Al Libertà

Bari, madre e figlio morirono intossicati: a giudizio il tecnico della caldaia

Isabella Maselli

Il manutentore accusato di omicidio colposo: i decessi per una fuga di gas

BARI - Madre e figlio morirono nell’appartamento dove vivevano nel quartiere Libertà intossicati dal monossido di carbonio fuoriuscito da una caldaia che sarebbe stata montata male. Era da pochi giorni scattato il lockdown, tra l’11 e il 12 marzo 2020, le famiglie erano trincerate nelle loro case «per legge» per salvarsi dal virus. Per Jabushanuri Beka e Eka, madre e figlio di 41 e 16 anni, di nazionalità georgiana, fu l’aria letale della loro casa a non lasciar loro scampo, un appartamento di via Dante, tra via Ravanas e via Ettore Fieramosca, dove un famigliari li trovò morti il giorno dopo. Chiamò subito i soccorsi ma quando arrivano sul porto gli operatori sanitari del 118 non fecero altro che accertare i due decessi.

A distanza di poco più di due anni, la Procura crede di aver individuato il responsabile di quella fuga di gas.

Ieri è cominciato dinanzi al giudice monocratico Michele Parisi il processo di primo grado nei confronti del 67enne barese M.F., manutentore della caldaia che secondo il pm Giuseppe Dentamaro era stata installata male.

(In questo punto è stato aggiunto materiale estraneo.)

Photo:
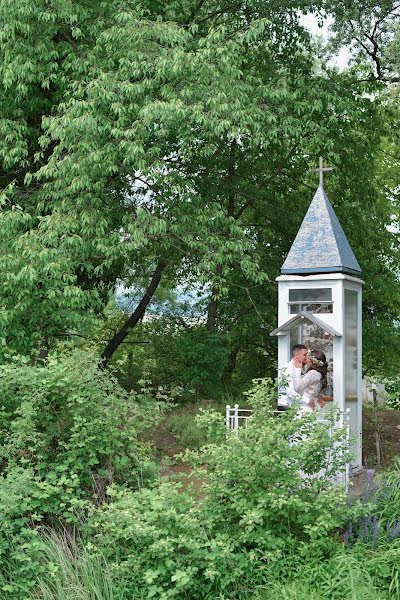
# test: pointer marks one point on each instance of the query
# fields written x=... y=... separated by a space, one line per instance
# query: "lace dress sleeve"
x=310 y=378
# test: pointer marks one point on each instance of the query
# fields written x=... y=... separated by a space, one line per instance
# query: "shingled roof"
x=321 y=245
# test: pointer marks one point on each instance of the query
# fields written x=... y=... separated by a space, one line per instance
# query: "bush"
x=392 y=392
x=67 y=432
x=265 y=495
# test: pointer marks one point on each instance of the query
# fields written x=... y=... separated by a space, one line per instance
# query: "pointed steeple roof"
x=321 y=245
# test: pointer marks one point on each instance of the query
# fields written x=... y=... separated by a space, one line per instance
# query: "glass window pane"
x=311 y=295
x=317 y=308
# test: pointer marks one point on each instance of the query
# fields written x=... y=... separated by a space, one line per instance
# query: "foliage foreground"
x=84 y=518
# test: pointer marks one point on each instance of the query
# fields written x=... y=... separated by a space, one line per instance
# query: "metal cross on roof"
x=321 y=170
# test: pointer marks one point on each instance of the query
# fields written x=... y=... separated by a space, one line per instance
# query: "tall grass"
x=73 y=574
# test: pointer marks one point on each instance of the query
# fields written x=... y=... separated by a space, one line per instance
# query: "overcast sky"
x=311 y=23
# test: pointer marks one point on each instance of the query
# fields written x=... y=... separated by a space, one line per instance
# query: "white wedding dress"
x=309 y=388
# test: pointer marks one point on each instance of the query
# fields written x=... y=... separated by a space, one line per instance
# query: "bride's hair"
x=321 y=368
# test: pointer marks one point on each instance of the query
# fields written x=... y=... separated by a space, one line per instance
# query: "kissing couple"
x=303 y=380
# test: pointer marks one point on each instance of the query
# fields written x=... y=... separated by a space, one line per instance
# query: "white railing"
x=238 y=417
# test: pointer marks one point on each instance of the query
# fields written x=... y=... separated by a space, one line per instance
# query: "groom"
x=291 y=372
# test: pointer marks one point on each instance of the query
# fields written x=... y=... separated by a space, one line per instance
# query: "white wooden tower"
x=319 y=305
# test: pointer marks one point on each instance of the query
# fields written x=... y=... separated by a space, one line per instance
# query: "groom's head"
x=299 y=352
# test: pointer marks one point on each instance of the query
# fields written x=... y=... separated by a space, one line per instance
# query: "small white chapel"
x=319 y=305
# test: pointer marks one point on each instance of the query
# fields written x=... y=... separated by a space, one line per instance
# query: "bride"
x=313 y=382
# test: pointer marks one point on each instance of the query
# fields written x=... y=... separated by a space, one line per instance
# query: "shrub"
x=266 y=494
x=67 y=431
x=392 y=392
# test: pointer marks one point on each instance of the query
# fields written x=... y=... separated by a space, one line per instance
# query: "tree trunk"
x=119 y=337
x=212 y=306
x=231 y=365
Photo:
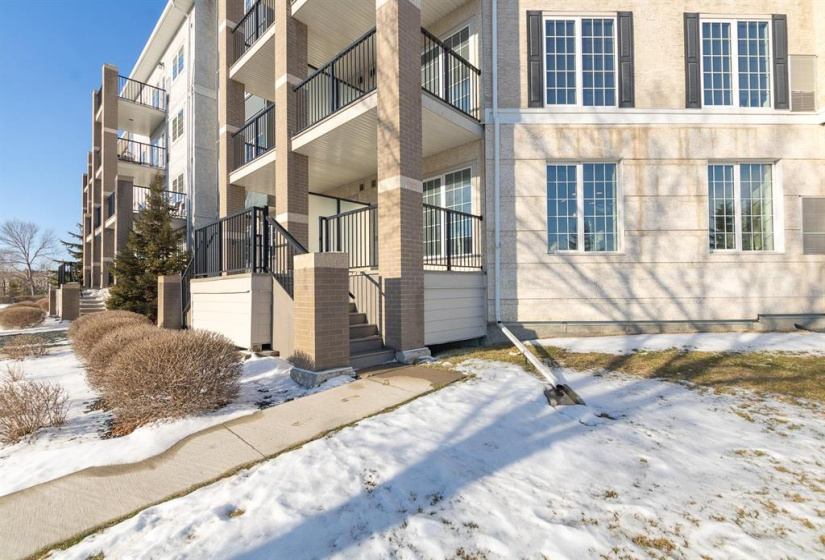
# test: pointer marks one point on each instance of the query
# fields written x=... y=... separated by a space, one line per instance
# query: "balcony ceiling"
x=334 y=24
x=137 y=118
x=343 y=148
x=256 y=68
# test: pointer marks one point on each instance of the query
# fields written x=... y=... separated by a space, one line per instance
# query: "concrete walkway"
x=50 y=513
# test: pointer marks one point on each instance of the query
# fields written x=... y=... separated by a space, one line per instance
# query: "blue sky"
x=51 y=52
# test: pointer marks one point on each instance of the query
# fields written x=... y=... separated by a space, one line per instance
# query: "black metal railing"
x=65 y=273
x=248 y=241
x=254 y=23
x=175 y=200
x=111 y=202
x=355 y=233
x=342 y=81
x=138 y=92
x=142 y=154
x=256 y=137
x=449 y=76
x=452 y=239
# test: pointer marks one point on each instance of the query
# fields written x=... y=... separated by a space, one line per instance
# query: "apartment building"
x=578 y=166
x=160 y=119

Già dalle prime verifiche i poliziotti capirono che a causare il decesso fossero state le esalazioni forse di una stufa a gas. Poi le indagini successive delegate dalla Procura, consulenze tecniche, tabulati telefonici, dichiarazioni di persone informate sui fatti, hanno confermato il sospetto degli inquirenti.

Nel capo di imputazione per omicidio colposo formalizzato dal pm a carico del tecnico manutentore, si contesta che «per negligenza imprudenza e imperizia, nonché inosservanza di norme» il 67enne «aveva installato in casa delle vittime una caldaia a camera stagna e flusso forzato a condensazione, adibita a riscaldamento ambienti e alla produzione istantanea di acqua calda sanitaria alimentata a gas metano di rete».

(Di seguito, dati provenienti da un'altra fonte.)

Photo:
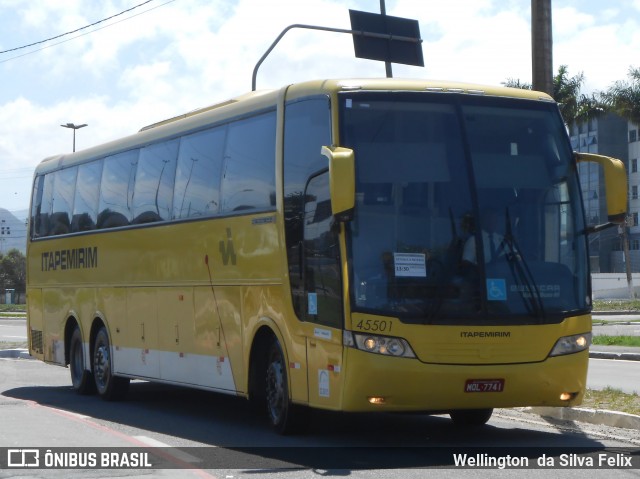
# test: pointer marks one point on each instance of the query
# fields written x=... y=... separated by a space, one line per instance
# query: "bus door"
x=323 y=311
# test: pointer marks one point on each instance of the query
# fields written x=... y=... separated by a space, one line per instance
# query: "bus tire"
x=81 y=377
x=109 y=387
x=471 y=417
x=285 y=417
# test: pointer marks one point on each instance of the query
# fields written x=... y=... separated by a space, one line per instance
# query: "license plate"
x=484 y=386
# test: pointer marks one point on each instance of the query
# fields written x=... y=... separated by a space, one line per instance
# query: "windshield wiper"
x=521 y=272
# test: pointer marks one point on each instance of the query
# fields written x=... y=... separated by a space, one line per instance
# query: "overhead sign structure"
x=375 y=37
x=395 y=48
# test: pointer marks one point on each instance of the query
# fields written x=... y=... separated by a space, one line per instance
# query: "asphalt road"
x=197 y=429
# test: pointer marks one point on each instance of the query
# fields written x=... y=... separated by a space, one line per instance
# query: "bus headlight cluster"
x=373 y=343
x=571 y=344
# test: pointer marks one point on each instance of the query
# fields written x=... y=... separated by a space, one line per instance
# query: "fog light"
x=370 y=344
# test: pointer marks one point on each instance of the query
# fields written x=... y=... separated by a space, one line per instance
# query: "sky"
x=168 y=57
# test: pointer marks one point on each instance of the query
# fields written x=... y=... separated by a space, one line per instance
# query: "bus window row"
x=222 y=170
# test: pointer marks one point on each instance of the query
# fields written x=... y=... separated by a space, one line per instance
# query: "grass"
x=10 y=308
x=605 y=340
x=616 y=305
x=612 y=400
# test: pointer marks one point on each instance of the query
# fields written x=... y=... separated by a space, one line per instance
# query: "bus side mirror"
x=615 y=180
x=342 y=181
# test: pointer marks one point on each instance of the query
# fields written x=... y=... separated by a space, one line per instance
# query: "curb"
x=611 y=355
x=591 y=416
x=15 y=354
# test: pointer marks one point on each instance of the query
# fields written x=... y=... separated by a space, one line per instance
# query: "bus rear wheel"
x=110 y=387
x=81 y=377
x=471 y=417
x=285 y=417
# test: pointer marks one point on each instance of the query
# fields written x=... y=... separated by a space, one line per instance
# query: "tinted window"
x=62 y=202
x=85 y=208
x=153 y=189
x=116 y=190
x=321 y=256
x=197 y=188
x=307 y=128
x=37 y=214
x=249 y=170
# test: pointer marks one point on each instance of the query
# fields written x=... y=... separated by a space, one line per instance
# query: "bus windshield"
x=467 y=209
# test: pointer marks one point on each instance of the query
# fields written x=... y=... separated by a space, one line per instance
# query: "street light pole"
x=74 y=128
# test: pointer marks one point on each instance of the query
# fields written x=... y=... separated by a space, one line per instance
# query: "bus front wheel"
x=110 y=387
x=285 y=417
x=81 y=377
x=471 y=417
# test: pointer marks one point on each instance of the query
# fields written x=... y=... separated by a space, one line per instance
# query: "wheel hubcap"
x=275 y=391
x=101 y=364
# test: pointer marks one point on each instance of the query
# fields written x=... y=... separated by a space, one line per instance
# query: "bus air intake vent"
x=36 y=341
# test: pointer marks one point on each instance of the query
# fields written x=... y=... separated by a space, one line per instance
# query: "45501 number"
x=375 y=325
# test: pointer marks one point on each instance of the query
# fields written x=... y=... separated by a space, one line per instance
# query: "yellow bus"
x=349 y=245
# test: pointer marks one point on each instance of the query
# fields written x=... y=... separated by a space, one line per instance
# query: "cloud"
x=172 y=57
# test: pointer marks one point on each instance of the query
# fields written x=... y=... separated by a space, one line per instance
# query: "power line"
x=76 y=30
x=86 y=33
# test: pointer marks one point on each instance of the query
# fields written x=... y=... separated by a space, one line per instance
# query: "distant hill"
x=13 y=230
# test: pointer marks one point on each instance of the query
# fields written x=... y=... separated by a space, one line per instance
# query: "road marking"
x=174 y=452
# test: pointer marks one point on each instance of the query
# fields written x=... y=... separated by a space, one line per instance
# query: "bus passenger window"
x=116 y=190
x=85 y=205
x=62 y=201
x=153 y=190
x=248 y=181
x=197 y=186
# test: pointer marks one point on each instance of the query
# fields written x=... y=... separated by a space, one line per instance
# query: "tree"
x=624 y=97
x=575 y=106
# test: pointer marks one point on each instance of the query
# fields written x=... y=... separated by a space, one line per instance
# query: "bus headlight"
x=571 y=344
x=373 y=343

Per farlo, ha ricostruito l’accusa, avrebbe usato «contrariamente a quanto previsto dal manuale di istruzioni, un condotto coassiale, quello deputato allo scarico fumi e aspirazione di aria esterna, non originale». Avrebbe poi installato questo coassiale «in modo inadeguato» e, in particolare, «senza supporti di fissaggio che ne assicurassero la stabilità in caso di sollecitazioni, tra cui vibrazioni o dilatazioni termiche».

Quindi, è l’ipotesi della Procura, non avrebbe «impedito che il condotto coassiale si scollegasse dalla caldaia, con la conseguenza che la caldaia, anziché immettere in camera di combustione aria pulita prelevata dall’esterno, iniziava ad aspirare aria dall’interno dell’appartamento che si miscelava con i fumi di combustione, provocando una combustione incompleta, in carenza di ossigeno, tale da formare una miscela di anidride carbonica e di monossido di carbonio che veniva inalata dai due, tanto da provocarne la morte per insufficienza cardio respiratorio acuta secondaria ad intossicazione acuta da monossido di carbonio».

Nella prima udienza del processo che si è celebrato ieri si è costituita parte civile la sorella della donna, zia del figlio adolescente deceduto, assistita dall’avvocato Aurelio Gironda.